Incompletos mesmos são os seres que não dão valor ao próprio corpo e aliam-se ao primeiro bunda-mole que conhecem, com medo de não ter companhia para ir ao cinema ou para dividir a sobremesa. Prefiro ver um filme sozinho a carregar comigo, pra dentro da sala, alguém que serve somente como garantia contra a solidão. A carência excessiva é tão maléfica, que faz com que certas pessoas medrosas ocupem o nobre espaço do coração com seres que nada acrescentam e, pior, ao fazer isso, agem como os esfomeados, que nos rodízios de carne, empanturram o estômago com as entradas e, assim, não deixam espaço para os nobres cortes, como as picanhas, por exemplo.

Ouvi alguém dizendo que mais vale um pássaro na mão do que dois voando. Isso pode até servir quando estamos morrendo de fome real ou quando aceitamos qualquer emprego porque precisamos pagar as contas.
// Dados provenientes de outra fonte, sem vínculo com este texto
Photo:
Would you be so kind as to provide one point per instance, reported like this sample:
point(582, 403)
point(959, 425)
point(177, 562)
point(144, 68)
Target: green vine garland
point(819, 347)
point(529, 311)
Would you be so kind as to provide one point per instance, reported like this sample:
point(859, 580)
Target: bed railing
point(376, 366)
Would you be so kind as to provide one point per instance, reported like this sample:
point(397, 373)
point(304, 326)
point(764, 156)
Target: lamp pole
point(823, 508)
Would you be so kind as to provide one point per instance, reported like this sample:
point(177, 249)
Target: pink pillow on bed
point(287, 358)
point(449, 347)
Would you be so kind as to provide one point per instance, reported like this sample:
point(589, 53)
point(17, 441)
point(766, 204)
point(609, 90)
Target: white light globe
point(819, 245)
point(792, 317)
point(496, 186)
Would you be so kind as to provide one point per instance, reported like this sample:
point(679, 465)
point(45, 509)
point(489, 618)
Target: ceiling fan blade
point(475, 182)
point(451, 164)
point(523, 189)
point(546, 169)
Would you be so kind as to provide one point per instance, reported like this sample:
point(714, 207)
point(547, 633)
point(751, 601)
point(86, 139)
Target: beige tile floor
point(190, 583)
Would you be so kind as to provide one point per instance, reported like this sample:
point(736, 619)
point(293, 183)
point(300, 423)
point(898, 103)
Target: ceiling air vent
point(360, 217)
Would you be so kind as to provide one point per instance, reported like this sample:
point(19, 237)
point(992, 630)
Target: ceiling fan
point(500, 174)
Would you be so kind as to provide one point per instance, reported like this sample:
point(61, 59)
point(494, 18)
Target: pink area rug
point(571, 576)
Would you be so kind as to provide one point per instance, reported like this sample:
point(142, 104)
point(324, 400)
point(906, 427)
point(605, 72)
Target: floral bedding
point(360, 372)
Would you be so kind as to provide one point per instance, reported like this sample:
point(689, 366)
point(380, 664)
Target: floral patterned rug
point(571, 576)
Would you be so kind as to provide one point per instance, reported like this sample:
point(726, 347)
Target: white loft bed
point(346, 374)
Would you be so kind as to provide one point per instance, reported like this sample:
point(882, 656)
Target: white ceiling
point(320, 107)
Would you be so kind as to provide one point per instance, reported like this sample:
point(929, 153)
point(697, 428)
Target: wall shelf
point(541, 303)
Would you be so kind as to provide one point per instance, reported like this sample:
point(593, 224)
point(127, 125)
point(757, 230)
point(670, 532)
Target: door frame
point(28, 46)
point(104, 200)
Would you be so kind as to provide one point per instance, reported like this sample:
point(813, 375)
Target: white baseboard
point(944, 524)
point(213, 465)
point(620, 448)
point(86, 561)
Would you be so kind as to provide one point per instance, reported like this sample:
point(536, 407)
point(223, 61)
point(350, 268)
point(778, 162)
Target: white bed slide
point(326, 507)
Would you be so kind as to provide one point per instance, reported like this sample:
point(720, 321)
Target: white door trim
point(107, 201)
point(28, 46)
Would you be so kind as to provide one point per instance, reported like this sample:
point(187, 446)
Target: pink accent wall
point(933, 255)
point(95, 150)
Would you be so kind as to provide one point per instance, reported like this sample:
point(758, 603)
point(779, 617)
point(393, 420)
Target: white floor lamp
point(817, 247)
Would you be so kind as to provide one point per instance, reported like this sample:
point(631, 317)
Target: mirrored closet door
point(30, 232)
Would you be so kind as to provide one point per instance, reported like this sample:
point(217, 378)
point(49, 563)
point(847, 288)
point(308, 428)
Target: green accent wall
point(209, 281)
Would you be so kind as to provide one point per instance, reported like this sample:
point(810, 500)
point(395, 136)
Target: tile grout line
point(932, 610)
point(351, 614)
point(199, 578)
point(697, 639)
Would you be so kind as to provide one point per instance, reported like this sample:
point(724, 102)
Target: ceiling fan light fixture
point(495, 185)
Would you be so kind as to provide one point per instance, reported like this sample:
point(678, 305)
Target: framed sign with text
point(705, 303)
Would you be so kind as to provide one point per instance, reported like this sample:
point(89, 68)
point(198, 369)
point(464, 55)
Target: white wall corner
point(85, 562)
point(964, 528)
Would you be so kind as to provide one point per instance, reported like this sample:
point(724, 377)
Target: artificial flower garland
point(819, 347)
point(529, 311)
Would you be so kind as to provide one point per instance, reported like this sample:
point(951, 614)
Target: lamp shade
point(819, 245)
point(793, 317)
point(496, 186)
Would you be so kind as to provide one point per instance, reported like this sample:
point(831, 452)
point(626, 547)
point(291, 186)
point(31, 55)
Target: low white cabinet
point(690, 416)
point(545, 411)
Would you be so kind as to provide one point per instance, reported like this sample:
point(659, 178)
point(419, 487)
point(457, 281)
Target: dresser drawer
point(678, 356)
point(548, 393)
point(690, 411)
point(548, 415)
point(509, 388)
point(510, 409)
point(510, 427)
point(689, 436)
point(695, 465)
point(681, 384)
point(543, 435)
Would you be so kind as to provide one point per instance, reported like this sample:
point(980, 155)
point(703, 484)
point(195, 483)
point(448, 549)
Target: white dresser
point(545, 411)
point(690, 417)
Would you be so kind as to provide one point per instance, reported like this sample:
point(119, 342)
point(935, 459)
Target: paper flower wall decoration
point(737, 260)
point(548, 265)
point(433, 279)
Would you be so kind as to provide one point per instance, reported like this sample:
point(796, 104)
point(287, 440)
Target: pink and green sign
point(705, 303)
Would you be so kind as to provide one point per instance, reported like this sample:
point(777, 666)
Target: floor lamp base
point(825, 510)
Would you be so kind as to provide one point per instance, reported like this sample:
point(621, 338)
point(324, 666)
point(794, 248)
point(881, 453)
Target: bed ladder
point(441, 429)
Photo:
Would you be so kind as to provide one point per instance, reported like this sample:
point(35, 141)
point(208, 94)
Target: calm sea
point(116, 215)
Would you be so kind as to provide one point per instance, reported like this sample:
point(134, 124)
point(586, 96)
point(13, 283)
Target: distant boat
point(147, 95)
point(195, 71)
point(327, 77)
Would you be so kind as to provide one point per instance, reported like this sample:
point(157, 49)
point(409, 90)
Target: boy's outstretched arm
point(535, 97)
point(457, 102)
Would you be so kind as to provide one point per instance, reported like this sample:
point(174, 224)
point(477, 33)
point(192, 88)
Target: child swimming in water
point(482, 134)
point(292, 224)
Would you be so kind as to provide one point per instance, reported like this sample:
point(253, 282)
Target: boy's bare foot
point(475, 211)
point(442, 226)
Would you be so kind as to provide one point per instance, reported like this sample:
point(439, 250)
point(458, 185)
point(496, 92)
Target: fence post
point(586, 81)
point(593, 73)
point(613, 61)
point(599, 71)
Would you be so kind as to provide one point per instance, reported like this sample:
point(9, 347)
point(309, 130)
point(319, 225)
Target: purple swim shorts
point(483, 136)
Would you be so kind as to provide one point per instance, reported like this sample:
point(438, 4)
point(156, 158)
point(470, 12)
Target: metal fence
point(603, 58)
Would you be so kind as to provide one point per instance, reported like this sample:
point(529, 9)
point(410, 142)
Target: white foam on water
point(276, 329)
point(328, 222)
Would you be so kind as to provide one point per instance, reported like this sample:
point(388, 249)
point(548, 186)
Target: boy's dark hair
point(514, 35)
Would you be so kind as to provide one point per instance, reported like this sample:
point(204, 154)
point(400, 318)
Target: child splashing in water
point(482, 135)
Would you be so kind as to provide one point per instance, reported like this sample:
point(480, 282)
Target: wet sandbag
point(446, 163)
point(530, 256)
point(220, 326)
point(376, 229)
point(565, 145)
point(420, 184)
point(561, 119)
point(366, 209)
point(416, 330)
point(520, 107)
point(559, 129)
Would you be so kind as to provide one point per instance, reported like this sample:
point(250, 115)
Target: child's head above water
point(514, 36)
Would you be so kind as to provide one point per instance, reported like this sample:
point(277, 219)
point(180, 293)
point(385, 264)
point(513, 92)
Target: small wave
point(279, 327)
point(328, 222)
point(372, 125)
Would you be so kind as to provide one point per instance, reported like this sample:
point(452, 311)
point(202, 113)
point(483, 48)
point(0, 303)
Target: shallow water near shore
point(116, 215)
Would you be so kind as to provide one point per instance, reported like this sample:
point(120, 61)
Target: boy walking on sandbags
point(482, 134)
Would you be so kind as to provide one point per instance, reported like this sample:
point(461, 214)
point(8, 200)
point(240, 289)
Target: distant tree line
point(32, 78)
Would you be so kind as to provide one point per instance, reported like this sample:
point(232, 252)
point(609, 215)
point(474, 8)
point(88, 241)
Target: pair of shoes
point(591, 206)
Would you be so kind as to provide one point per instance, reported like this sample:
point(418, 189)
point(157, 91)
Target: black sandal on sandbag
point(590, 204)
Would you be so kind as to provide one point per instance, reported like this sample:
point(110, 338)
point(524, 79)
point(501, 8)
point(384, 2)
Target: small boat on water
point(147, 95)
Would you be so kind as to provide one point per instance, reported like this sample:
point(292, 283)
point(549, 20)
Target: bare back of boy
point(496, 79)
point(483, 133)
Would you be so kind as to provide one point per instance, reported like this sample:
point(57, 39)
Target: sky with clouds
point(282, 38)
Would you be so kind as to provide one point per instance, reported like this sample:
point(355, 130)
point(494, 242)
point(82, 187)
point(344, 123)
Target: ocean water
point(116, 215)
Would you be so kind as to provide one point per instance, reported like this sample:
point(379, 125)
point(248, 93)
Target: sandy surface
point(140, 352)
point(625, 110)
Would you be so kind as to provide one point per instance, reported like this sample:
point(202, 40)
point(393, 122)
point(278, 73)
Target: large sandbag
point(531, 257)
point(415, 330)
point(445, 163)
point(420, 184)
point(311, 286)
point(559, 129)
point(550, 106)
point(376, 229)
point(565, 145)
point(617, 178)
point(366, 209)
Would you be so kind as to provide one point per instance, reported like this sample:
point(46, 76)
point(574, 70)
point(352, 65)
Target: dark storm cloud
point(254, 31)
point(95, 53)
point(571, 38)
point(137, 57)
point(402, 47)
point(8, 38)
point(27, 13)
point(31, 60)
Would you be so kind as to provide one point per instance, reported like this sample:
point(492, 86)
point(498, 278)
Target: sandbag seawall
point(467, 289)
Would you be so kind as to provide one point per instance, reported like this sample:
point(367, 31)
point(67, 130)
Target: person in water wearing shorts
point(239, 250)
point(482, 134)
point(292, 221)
Mas, quando o assunto é ter alguém para nos fazer alguém melhor, então sugiro que deixe os urubus voarem e que descubra as belezas de sua própria gaiola. Só assim, deixará seu poleiro livre para o pouso de pássaros interessantes. E, enquanto ninguém pousa em sua vida, tenha calma, respire fundo, aprenda a se divertir com as tantas coisas boas que ganhou assim que nasceu e nunca, nem no dia mais frio do ano, deixe que a carência roube seu poder de seleção. Ou envelhecerá colocando a culpa no destino e sofrerá calada por ter aceitado, algum dia, alguém também disposto a morrer regado pelo comodismo.

Diga “pode ser” ao próximo garçom que te oferecer uma Pepsi quando não houver mais Coca-Cola, mas nunca, por nada no mundo, deixe que a carência a permita dizer “pode ser” para o próximo qualquer que o acaso lhe oferecer.